Em outro momento, quando a artesã foi refletir sobre o que a espiritualidade universalista, segundo seu ponto de vista, representa para a coletividade, quase que instintivamente ela direcionou o olhar para a parte de fora do muro do Servos de Maria, onde é possível observar as casas que circundam a Fundação Espiritualista. Marinete direcionou a visão para lá como se buscasse olhar para os próprios moradores do local que compõem a comunidade. Foi então que ela projetou e atribuiu significado ao que acredita que a espiritualidade universalista representa para os outros. “Para mim é a esperança de dias melhores para a humanidade, porque quando você enxerga o próximo como a si mesmo, você vai buscar fazer o bem indistintamente. Não será preconceituoso com os outros, vai se colocar no lugar do outro e por meio da empatia, vai sentir a dor do outro, as alegrias também. Independente de religião, raça, credo. É a união. É a união em prol de um Deus que tem vários nomes, Deus, Oxalá, Jeová. É a consciência de que todos podem ‘sentar-se na mesma mesa e pedir pratos diferentes’”, ponderou Marinete Vieira, citando um cartum que mencionou ter visto há um tempo atrás e que a marcou profundamente.

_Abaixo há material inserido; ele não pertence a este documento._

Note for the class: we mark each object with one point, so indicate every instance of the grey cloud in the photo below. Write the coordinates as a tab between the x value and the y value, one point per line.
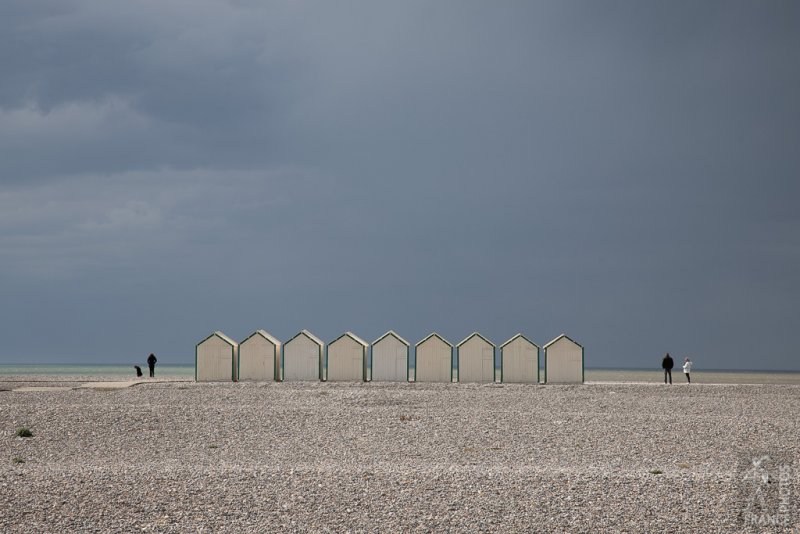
616	170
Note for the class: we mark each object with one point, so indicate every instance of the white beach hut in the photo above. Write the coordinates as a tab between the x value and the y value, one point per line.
519	361
390	361
475	359
434	360
302	357
259	357
563	361
347	358
216	358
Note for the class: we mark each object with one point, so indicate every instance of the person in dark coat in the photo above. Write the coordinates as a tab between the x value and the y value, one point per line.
151	363
667	364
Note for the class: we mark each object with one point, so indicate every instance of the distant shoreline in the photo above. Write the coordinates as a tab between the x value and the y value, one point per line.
78	372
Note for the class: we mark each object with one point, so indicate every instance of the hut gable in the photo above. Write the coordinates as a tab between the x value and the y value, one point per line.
347	358
390	358
259	357
519	361
216	359
434	359
391	333
302	357
563	361
475	359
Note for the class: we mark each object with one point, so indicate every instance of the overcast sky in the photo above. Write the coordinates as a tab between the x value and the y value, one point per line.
625	172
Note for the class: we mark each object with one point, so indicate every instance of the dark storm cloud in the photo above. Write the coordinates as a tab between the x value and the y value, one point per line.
619	171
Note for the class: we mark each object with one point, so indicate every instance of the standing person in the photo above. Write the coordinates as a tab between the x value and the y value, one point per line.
667	364
687	368
151	363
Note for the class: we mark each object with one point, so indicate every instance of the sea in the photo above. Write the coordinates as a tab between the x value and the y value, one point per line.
716	376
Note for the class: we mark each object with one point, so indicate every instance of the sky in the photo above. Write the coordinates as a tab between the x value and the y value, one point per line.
627	173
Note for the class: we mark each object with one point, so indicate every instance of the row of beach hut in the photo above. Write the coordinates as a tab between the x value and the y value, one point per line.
262	357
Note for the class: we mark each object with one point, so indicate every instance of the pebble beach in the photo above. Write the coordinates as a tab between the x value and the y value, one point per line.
179	456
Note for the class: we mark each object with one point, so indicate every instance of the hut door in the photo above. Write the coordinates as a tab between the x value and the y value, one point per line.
400	364
487	364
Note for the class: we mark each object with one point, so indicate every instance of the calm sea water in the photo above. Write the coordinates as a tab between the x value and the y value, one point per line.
165	370
591	375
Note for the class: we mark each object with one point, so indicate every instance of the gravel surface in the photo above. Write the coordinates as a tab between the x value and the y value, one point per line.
176	456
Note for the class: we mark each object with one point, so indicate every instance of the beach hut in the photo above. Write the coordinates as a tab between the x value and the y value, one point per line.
390	361
475	359
302	357
563	361
216	359
519	361
434	360
259	357
347	358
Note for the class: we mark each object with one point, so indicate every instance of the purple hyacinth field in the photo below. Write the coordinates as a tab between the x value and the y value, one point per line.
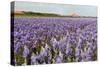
52	39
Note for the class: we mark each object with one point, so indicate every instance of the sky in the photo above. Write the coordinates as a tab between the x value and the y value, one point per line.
62	9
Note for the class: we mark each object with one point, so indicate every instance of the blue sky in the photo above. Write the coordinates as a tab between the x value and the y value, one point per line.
62	9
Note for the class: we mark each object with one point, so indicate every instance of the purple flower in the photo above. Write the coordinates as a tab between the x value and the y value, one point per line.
25	52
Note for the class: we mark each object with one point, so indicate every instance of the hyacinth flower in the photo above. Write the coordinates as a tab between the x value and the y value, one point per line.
25	52
33	59
16	47
58	59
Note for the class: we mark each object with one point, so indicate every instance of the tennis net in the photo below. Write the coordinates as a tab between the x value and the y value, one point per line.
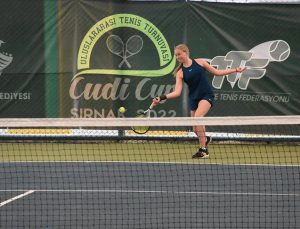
99	173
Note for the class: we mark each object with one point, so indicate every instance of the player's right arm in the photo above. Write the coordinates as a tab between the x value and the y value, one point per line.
177	91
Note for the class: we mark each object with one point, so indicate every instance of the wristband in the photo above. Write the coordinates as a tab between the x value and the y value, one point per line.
162	97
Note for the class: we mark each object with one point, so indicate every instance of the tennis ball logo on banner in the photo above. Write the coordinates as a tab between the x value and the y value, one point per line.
256	60
125	49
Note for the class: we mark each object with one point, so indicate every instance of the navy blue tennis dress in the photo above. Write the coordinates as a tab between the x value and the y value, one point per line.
195	77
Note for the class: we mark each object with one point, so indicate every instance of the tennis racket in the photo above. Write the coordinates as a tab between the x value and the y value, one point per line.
143	114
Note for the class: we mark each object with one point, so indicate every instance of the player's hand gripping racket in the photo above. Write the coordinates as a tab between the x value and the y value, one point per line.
144	114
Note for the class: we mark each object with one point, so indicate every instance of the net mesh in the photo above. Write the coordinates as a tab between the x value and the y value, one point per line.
86	173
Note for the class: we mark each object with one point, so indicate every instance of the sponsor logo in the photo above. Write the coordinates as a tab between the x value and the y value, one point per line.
5	58
256	61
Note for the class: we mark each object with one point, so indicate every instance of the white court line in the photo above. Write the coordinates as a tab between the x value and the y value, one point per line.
199	162
16	197
159	192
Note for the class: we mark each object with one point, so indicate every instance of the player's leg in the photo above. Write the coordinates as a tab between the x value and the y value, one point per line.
201	111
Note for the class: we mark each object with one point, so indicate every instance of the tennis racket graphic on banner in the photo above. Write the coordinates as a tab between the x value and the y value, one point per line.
144	114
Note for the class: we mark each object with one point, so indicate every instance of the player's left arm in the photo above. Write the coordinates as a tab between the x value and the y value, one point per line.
218	72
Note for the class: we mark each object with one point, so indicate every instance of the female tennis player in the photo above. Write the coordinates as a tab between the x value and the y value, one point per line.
201	97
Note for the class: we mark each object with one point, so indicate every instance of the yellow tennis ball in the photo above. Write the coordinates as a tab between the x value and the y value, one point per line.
122	109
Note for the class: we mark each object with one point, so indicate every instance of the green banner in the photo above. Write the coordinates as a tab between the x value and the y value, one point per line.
124	56
88	58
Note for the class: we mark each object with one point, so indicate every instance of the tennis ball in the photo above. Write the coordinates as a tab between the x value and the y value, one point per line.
122	109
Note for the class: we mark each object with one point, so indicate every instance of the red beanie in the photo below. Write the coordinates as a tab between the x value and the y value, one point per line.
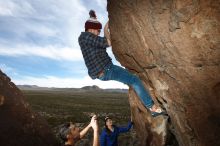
92	22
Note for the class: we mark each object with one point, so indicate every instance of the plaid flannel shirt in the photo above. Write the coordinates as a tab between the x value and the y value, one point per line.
94	53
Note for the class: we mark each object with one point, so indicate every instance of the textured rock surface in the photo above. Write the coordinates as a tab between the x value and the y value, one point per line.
19	126
174	46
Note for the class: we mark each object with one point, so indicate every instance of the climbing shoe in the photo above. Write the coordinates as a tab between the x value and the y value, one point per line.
157	111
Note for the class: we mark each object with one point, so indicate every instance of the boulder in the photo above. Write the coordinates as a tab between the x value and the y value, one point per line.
174	47
19	125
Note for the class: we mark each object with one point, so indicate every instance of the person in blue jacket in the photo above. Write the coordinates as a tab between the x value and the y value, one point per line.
109	135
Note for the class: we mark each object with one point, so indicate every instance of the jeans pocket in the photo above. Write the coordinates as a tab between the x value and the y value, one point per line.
102	77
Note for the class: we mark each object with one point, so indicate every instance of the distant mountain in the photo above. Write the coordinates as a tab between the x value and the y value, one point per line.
83	89
94	87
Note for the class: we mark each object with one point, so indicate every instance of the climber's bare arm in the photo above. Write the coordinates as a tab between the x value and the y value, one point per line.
107	33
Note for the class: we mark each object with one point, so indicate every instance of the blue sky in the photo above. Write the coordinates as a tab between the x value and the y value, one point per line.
39	42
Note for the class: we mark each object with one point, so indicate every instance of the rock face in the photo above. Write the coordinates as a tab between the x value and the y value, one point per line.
19	126
174	46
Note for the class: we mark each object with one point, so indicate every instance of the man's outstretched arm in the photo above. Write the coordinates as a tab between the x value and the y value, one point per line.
107	33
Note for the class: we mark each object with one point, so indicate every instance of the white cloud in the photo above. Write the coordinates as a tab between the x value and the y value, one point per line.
13	8
5	68
65	53
51	81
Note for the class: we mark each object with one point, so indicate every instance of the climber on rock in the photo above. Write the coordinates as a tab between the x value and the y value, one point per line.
109	135
100	65
70	133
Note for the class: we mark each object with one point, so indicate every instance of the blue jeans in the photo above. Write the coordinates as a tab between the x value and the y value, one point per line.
120	74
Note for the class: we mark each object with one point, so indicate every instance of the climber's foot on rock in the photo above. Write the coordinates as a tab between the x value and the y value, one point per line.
157	111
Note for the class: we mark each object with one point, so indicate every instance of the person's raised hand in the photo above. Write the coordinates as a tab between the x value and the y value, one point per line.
94	123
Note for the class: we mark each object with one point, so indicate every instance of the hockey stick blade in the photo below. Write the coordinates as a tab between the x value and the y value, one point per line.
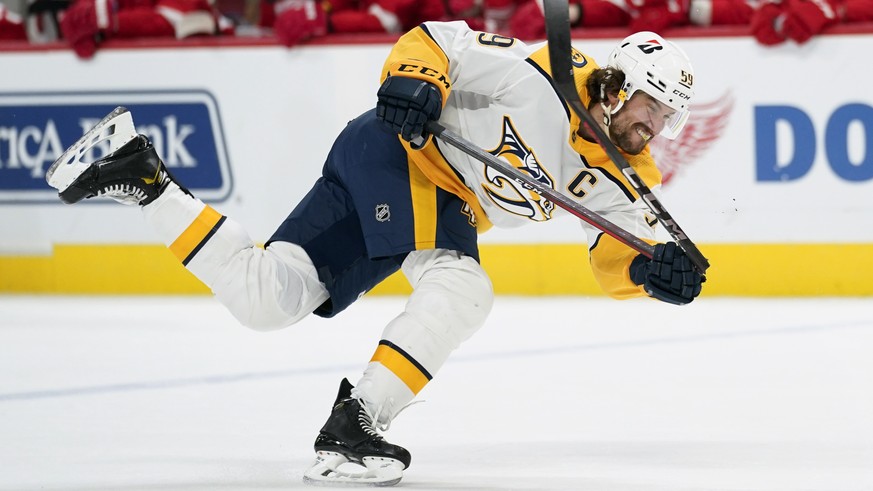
556	197
560	57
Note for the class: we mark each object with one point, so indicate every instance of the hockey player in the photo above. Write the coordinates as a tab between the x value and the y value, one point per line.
413	203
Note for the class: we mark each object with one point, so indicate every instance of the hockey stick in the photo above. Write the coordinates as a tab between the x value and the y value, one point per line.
588	216
557	15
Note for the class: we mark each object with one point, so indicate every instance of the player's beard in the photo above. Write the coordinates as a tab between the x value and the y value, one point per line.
626	137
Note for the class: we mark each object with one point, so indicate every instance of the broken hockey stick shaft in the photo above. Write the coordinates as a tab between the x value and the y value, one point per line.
586	215
561	60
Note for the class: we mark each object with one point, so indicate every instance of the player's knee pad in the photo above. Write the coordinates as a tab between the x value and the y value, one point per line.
269	289
263	289
452	295
451	299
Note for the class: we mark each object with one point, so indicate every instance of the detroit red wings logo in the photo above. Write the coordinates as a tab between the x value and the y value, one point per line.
705	125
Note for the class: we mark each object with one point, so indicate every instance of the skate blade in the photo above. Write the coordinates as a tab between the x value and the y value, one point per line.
377	472
116	128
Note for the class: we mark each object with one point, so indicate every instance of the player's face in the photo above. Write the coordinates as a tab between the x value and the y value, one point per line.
637	122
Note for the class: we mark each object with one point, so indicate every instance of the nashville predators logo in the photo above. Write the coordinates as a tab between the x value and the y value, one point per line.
512	196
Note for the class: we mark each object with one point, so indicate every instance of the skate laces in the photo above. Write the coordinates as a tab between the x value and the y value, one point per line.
369	419
127	194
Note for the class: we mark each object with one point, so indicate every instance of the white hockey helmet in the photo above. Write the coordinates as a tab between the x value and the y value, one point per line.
660	69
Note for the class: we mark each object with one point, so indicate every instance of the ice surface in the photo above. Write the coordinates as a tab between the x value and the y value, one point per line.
571	393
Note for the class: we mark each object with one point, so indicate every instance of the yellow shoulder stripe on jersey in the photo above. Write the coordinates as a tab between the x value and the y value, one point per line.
424	207
401	364
610	263
192	239
416	55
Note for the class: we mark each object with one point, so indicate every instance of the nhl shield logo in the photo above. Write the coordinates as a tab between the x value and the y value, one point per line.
383	213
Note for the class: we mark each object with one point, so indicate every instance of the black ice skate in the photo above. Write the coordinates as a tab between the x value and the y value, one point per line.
130	173
350	436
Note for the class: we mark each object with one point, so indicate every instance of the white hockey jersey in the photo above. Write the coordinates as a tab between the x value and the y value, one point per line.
498	93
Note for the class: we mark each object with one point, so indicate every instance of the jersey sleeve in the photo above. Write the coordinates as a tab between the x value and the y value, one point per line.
454	57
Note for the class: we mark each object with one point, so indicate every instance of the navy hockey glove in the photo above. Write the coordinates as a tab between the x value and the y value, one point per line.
406	105
669	276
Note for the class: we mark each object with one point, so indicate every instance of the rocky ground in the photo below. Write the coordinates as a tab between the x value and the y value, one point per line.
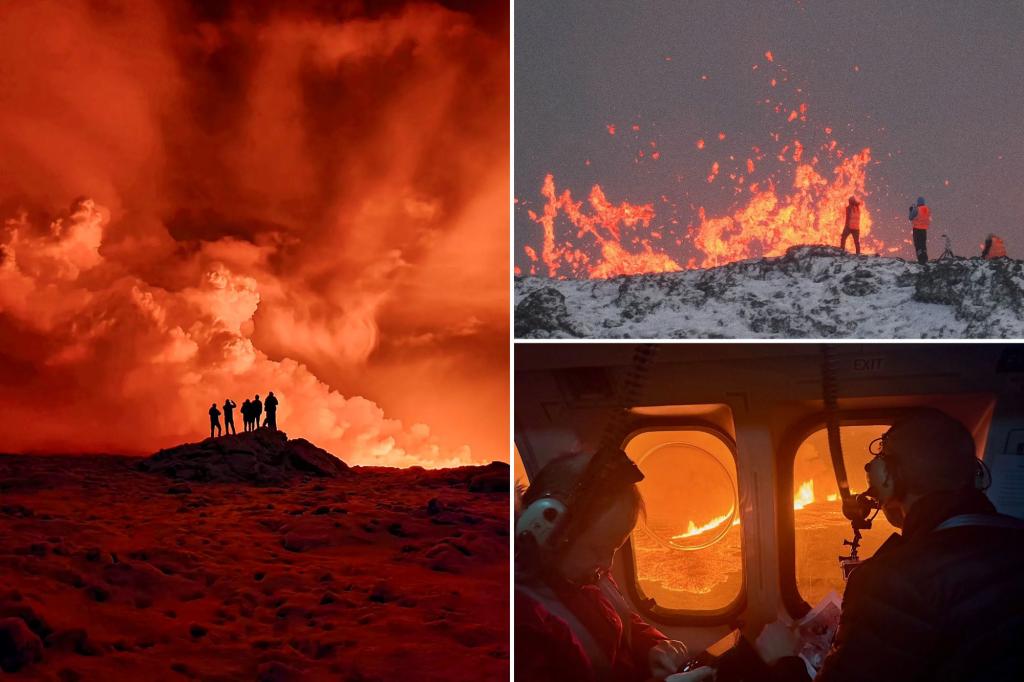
198	564
811	292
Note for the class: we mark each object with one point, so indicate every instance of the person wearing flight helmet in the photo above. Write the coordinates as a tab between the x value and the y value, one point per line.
942	599
571	623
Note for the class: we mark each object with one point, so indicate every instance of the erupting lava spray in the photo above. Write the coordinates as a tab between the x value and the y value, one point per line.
803	201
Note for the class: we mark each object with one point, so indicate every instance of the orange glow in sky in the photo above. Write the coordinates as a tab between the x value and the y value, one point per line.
199	205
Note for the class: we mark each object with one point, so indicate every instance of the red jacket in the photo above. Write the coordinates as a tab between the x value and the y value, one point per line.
548	649
853	217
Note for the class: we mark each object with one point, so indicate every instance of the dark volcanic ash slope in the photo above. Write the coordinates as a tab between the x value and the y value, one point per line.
259	457
108	571
811	292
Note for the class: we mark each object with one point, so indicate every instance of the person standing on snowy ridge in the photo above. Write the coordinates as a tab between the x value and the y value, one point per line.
921	218
994	248
852	226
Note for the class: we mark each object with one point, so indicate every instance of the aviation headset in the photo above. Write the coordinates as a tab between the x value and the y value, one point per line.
552	520
892	468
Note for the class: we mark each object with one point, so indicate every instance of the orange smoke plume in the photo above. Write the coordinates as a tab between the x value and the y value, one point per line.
282	198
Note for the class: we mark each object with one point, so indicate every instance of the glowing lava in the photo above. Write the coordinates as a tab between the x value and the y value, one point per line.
802	201
693	529
805	495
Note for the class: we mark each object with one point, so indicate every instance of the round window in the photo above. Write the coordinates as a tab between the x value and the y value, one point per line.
689	494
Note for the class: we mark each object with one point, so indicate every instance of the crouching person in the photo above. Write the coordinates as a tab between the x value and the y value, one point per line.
571	623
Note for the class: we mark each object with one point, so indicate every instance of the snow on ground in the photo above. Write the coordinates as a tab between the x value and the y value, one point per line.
811	292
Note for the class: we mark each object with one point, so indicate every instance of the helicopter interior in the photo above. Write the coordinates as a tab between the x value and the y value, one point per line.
743	517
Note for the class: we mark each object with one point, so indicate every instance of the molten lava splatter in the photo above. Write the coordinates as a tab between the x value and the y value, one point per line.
805	495
610	227
802	201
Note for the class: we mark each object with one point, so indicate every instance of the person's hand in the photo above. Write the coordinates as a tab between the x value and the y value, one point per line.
666	657
776	641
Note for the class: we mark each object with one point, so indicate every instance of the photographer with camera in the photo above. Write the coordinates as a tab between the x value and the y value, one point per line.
921	218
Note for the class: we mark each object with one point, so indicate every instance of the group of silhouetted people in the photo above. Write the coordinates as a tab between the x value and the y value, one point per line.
251	413
921	218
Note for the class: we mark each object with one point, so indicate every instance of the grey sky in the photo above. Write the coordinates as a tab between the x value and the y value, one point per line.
937	93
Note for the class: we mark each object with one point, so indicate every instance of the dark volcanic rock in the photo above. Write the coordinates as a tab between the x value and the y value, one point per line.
544	310
18	645
494	478
259	457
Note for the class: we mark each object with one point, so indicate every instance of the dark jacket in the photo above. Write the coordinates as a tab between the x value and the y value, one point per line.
548	649
937	605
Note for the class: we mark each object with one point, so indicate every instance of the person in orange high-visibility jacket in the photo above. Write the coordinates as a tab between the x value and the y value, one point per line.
994	248
921	218
852	226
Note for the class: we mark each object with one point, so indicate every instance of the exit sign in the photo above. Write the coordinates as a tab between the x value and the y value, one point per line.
866	364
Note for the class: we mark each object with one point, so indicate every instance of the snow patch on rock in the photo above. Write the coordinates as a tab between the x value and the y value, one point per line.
811	292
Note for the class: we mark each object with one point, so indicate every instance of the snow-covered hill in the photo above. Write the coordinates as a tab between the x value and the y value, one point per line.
811	292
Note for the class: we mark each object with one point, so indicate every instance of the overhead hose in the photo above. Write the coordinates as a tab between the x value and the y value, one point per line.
829	389
630	394
610	468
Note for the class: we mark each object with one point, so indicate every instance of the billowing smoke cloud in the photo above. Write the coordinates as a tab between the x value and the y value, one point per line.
305	201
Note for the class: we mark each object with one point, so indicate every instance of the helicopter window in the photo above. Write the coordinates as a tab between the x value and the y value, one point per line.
819	526
687	549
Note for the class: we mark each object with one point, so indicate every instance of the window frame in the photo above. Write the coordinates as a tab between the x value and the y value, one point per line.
647	606
785	521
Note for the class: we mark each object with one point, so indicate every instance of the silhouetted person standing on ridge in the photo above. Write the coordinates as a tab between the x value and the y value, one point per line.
852	226
921	218
247	414
214	419
271	411
229	416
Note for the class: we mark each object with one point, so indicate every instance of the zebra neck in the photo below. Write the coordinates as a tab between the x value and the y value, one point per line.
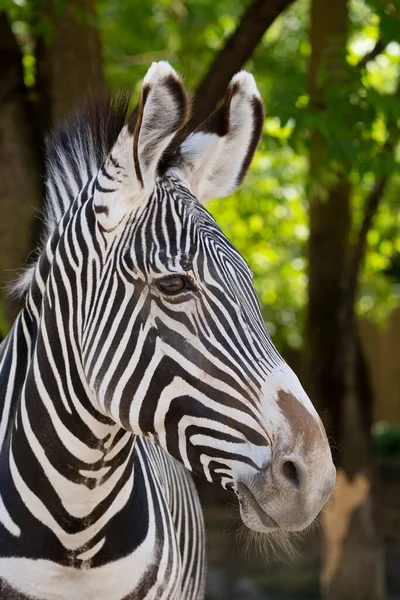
71	467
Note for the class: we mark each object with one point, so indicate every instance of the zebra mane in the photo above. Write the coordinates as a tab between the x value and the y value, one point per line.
74	152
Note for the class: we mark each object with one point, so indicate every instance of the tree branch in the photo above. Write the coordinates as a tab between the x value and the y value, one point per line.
238	49
371	208
376	50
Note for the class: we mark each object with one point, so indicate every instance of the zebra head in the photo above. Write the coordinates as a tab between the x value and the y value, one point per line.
177	350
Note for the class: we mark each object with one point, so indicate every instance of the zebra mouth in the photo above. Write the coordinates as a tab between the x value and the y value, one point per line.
253	516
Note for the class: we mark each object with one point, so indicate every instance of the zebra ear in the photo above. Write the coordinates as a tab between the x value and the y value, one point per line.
214	159
128	174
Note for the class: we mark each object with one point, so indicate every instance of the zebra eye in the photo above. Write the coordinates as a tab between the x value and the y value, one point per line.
173	285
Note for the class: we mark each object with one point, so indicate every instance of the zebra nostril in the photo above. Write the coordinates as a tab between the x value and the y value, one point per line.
291	473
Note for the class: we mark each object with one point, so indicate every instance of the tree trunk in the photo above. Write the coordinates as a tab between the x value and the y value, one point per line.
69	64
338	379
237	51
20	189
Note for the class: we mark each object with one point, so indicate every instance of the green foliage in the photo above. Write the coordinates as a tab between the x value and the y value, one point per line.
267	218
386	438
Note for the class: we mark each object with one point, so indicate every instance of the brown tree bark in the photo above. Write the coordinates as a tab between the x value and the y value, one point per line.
238	49
69	63
338	380
20	189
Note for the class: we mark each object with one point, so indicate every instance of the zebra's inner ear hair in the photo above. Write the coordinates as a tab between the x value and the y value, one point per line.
214	159
129	172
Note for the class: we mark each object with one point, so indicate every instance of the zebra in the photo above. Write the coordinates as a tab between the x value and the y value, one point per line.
140	355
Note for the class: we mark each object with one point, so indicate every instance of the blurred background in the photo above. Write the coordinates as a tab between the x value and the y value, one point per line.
317	220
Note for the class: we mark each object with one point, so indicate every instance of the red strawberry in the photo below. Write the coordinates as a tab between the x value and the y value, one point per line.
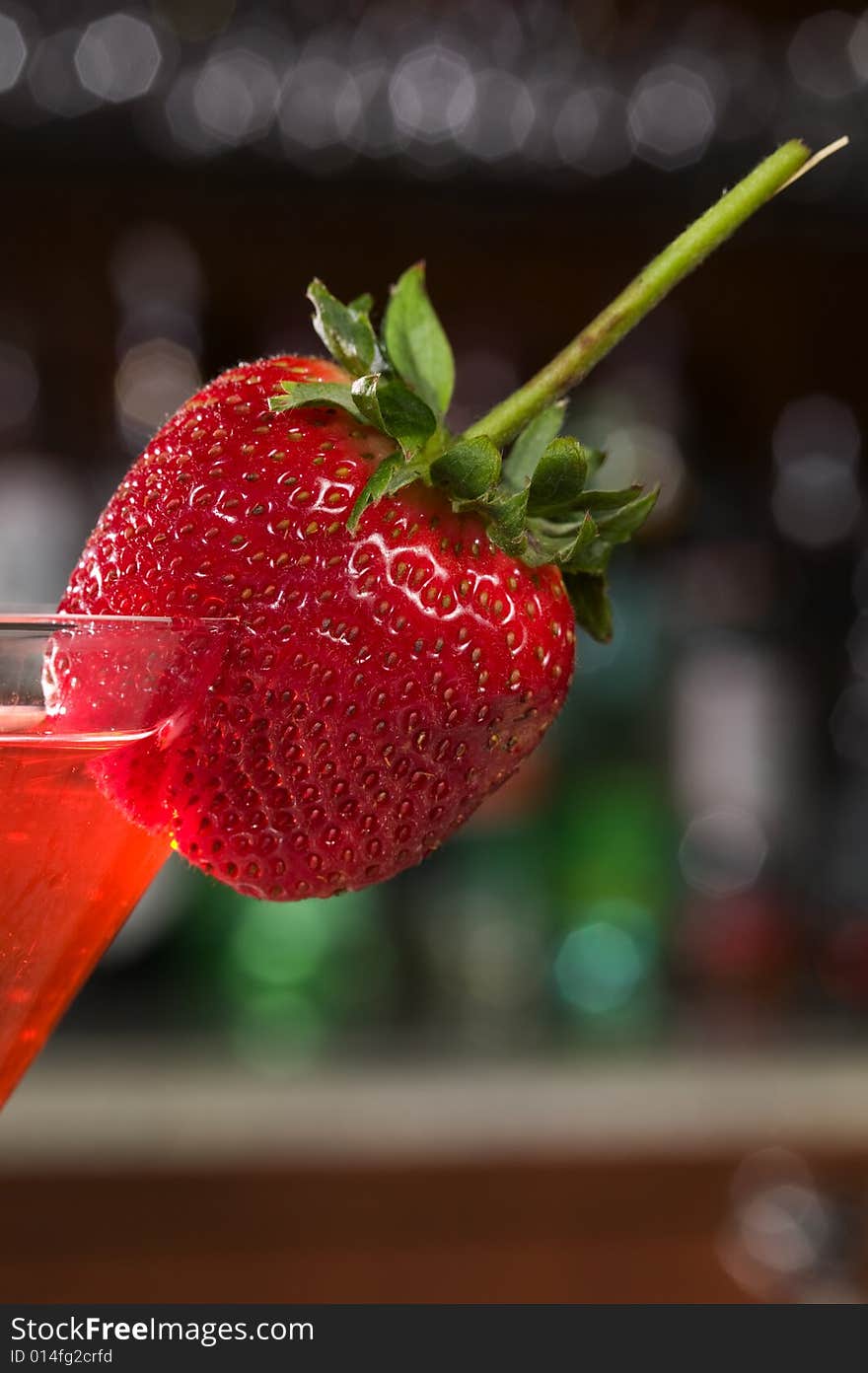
389	680
404	636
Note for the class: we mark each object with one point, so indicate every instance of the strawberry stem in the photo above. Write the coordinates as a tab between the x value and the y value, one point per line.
644	291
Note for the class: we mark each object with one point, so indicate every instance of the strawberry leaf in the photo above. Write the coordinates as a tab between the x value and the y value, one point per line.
468	470
294	395
507	515
531	444
392	473
415	340
597	500
345	329
622	524
591	605
559	478
392	406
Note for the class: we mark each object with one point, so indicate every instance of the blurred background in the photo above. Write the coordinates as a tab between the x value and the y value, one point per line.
612	1043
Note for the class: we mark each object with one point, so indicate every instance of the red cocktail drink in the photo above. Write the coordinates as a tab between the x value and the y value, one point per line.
73	862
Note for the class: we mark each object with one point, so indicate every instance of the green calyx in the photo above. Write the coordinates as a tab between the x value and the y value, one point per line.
536	501
535	489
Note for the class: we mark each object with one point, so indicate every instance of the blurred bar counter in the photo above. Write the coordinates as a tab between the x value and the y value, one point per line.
667	1180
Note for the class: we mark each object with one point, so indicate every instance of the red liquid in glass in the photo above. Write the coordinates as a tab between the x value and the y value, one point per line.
72	869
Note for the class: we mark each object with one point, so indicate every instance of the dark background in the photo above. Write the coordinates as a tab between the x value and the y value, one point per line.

As personalidades, vivências, credos e caminhos de Marcos Régis, Alessandra Karla e Marinete Vieira são tremendamente diferentes. Contudo, diante de seus relatos, observa-se que o que une suas histórias de vida é essa cultura que congrega para além de concepções de religiosidade, o próprio modo de ver e viver a vida.
De acordo com o sacerdote espiritualista, caso pudesse responder à pergunta sobre o que é a espiritualista universalista somente com uma frase, seria: o amor é a resposta. “Ame. Doe o seu amor, porque quem doa o amor transforma a si e ao outro. O que falta principalmente nas pessoas é só a capacidade de amar ser potencializada, ser exercida, porque muito hoje se fala em amor, mas amor não é sentimento que se engaveta no coração. Ele se materializa nas palavras e sobretudo nas ações, então, eu sempre digo isso para as pessoas, a gente tem que acreditar e se convencer de que só o amor tudo pode transformar, porque quem ama, não consegue ver limitação, quem ama não consegue se ver vencido, quem ama não consegue se ver impedido, tudo pode! Quem ama, tudo pode! Quando a humanidade compreender isso, eu sei que a gente estará vivendo uma nova era de comunhão e fraternidade, em que o amor é a resposta”.